The case pertained to the suicide of the employee of a Gurgaon firm on March 23, 2011. In his suicide note, he had accused six people of forcing him to take the extreme step.

chandigarh Updated: Jun 06, 2018 12:09 IST
The court said one should examine the “attending circumstances” to find out if the accused is responsible for somebody’s suicide in any way.(Getty Images/iStockphoto)

A case of abetment to suicide cannot be made out if a “person of weak mentality” names somebody in his suicide note but a subsequent investigation fails to establish the accused’s guilt, the Punjab and Haryana high court has ruled.

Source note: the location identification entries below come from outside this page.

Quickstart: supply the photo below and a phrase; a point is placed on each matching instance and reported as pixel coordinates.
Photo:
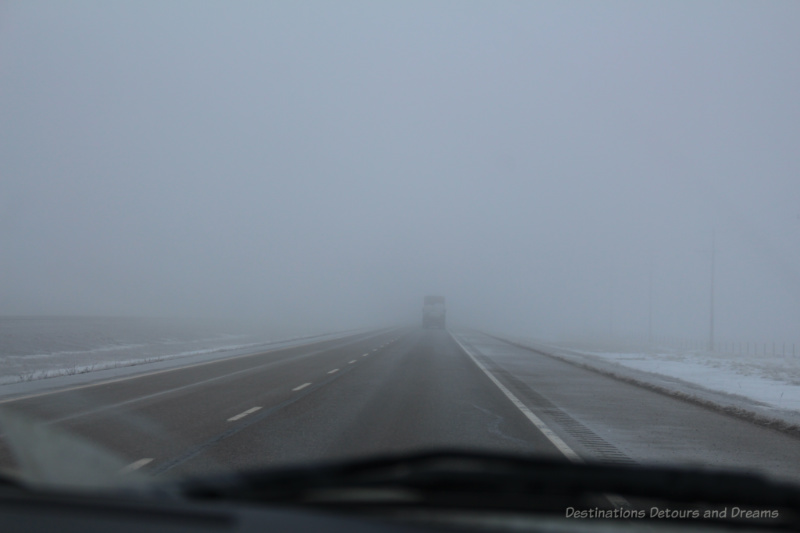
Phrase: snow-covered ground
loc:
(39, 348)
(761, 387)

“The offence of abetment requires ‘mens rea’ (a guilty mind). There must be intentional aiding or goading the commission of suicide by another. Otherwise, even a casual remark or something said in everyday conversation will be wrongly construed as abetment,” a high court bench of justice PB Bajanthri said, quashing an FIR against four lawyers and two employees of a Gurgaon firm in a suicide case dating back to 2011.

Iqbal Asif Khan, a manager with Xerox India Limited, had ended his life on March 23 that year. His suicide note alleged that six people – lawyers AR Madhav Rao, RK Hasija, MP Devnath and Nishant Mishra and firm employees Inder Singh Bisht and Ganesh Prasad Sati – had forced him to take the extreme step.

However, a police investigation failed to find any wrongdoing on their part. The accused also pointed out to the court that the allegations were vague in nature, and must have been made by Khan at a time of severe stress.

Justice Bajanthri observed that one cannot immediately jump to the conclusion that a person has abetted suicide just because he was named in a suicide note. Instead, the “attending circumstances” have to be examined to find out if the accused was responsible in any way, he said.

“For the wrong decision taken by a coward, fool, idiot, a man of weak mentality, a man of frail mentality, another person cannot be blamed as having abetted his committing suicide (sic),” the court observed in its ruling.